Monday, October 22, 2012

...and the shimmers of a new birth. part two of three.

-----The following is part of an ongoing discovery that has taken place inside my mind for the past five years, before which I couldn't have possibly cared any less about any of this religion talk.  That said, these topics are still being wrestled out in my mind and heart and are in no way definitive.  This particular three part series has been written with much wrestling and reading, and I have no doubt that some of the statements contained herein will be tuned and transformed over the course of my life with God.  If you have anything to add or comment, I would appreciate it greatly; even if you disagree with the whole thing, tell me that too.  Wrestle with the truth alongside me.-----


Read Part One Here

God's just and loving character went uncompromised through the whole story of Israel.

Here's a little pop culture button-art.  Did you know--MLK had a PhD in Theology from Boston University?

mlk

After the exodus from Egypt, led by Moses and his brother Aaron, God called Moses to a mountain top (mount Sinai) where he gave him a list of commands.  The "Ten Commandments" or "Decalogue" made up only a small portion of these commands.  The books "Exodus," "Leviticus" and "Deuteronomy" contain hundreds of them...


In Deuteronomy 28 the final language of the covenant is laid out.  Paraphrased, it looks like this:  "If you don't worship any other gods and if you obey all these commands then I'll prosper you in the land.  Your crops will grow richly, you'll have many healthy children and you'll conquer your enemies (these all represent peace and prosperity in the language of the Hebrew Bible).  If you don't follow these commands then your crops will die, your children will die, and you'll be conquered.  You'll fail as a people and be exiled (those all represent backward mobility in the language of the Hebrew Bible).

The trouble was, more often than not, the Israelites failed to keep these commands.  They were sick with that creeping death.

They didn't know how to receive love and grace.

They were spiritually dead--they had severed their relationships with God--each of them as individuals, just like you and me--through a selfish act, which produced shame and fear into them with no way of return.  It was all that they could do to offer animal sacrifices for their mistakes and to follow the laws.  They were supposed to be the love light of God in the wicked world.  But, like us, these people couldn't do it.
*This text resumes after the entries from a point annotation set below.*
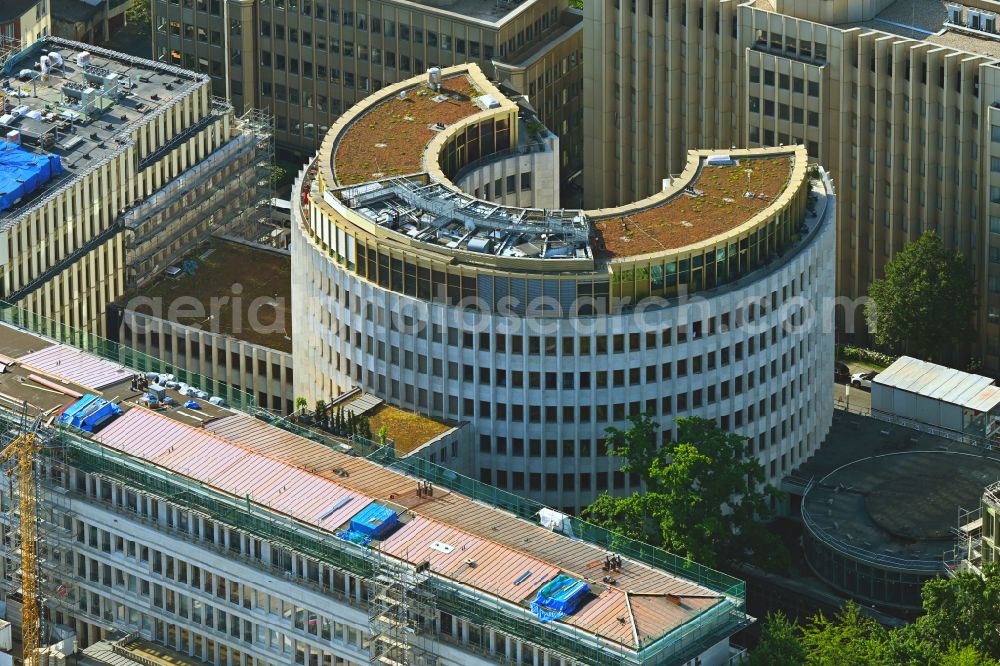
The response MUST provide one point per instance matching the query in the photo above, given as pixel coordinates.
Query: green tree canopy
(960, 627)
(703, 497)
(779, 644)
(925, 301)
(138, 14)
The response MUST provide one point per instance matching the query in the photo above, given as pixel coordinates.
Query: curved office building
(484, 303)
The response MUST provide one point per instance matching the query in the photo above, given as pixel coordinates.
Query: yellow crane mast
(21, 455)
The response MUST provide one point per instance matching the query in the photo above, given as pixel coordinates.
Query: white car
(863, 380)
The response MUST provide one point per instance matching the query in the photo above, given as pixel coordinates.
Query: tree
(963, 610)
(704, 496)
(958, 628)
(925, 301)
(279, 175)
(849, 638)
(779, 644)
(138, 14)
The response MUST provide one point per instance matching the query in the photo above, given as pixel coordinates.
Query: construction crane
(19, 455)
At this point we must segway to Paul's first century letters to the churches in Rome and Galatia.  Here's what he wrote about the law and evil: "Why the law then?  It was added for the sake of defining evil deeds" (Gal. 3:19), "by the works of the law no human will be invited into his sight; for through the law comes the knowledge of evil" (Rom. 3:20-21), "I would not have come to know wicked deeds except through the law; for I would not have known about coveting if the law had not said 'Thou shall not covet.'  But evil, taking the opportunity through that commandment, produced in me coveting of every kind" (Rom. 7:7-8); "the law came in to increase the wicked acts" (Rom. 5:20).

Wow.

So here we have these Israelites trying to keep an externally enforced law that only inflamed their rebellion.  Each time they fall and are wiped out, they swirl into the depths of regretting.  They just can't seem to stop doing the very thing they want to avoid.  We want to stop the bad habits, but they just seem to come back, and often the harder we try to get rid of them the more menacing their return.  "The law came in to increase the wicked acts."

For hundreds of years this went on.  And it's still going on in most of our kind.